New York University biologists have identified genes that prevent physical traits from being affected by environmental changes. The research, which studied the genetic makeup of baker's yeast, appears in the latest issue of the Public Library of Science's journal, PloS Biology.
NYU biologists Mark Siegal, an assistant professor, and Sasha Levy, a post-doctoral fellow, who are part of NYU's Center for Genomics and Systems Biology, conducted the study.
The researchers sought to understand how organisms develop and function reliably, despite experiencing a range of environmental conditions and genetic differences caused by mutations.

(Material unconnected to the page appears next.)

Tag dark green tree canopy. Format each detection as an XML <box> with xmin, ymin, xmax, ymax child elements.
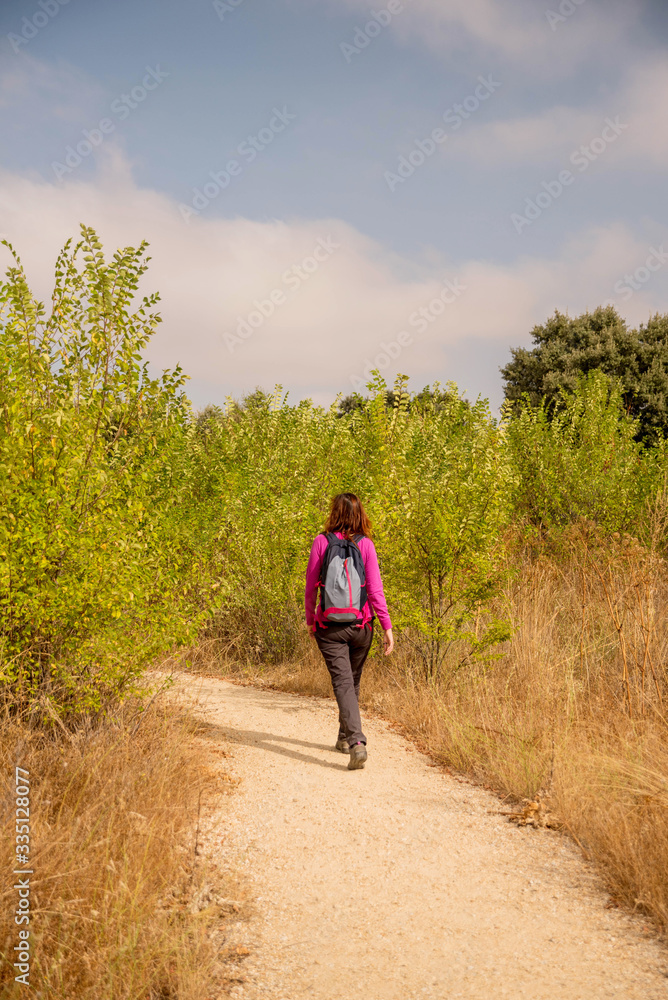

"Most species maintain abundant genetic variation and experience a wide range of environmental conditions, yet phenotypic—or physical—differences between individuals are usually small," Siegal explained. "This phenomenon, known as phenotypic robustness, presents an apparent contradiction: if biological systems are so resistant to variation, how do they diverge and adapt through evolutionary time?"
To identify genes that buffer environmental and genetic variation, which may influence how novel traits evolve, the researchers examined Saccharomyces cerevisiae, a species of budding yeast. They investigated the molecular mechanisms that underlie its phenotypic robustness and how these mechanisms can be broken to produce differences in physical appearance within the species.
Siegal and Levy sought to identify genes that contribute to phenotypic robustness in yeast by analyzing the differences in their phenotypes in a comprehensive collection of single-gene knockout strains—that is, they removed these genes to determine if the resulting phenotypes were more variable from cell to cell.
They determined that approximately 5 percent of yeast genes, or approximately 300 genes, break phenotypic robustness when knocked out. These genes tend to interact genetically with a large number of other genes, and their products tend to interact physically with a large number of other gene products. When they are absent, the cellular networks built from their interactions are disrupted and physical differences in the species result. In nature, the researchers hypothesized, some individuals might then have physical features that yield an advantage over the others.
"If so, the loss of phenotypic robustness could actually serve an adaptive role during evolution," Siegal explained.
The research was supported by a National Science Foundation (NSF) Career Award, which Siegal received in 2007.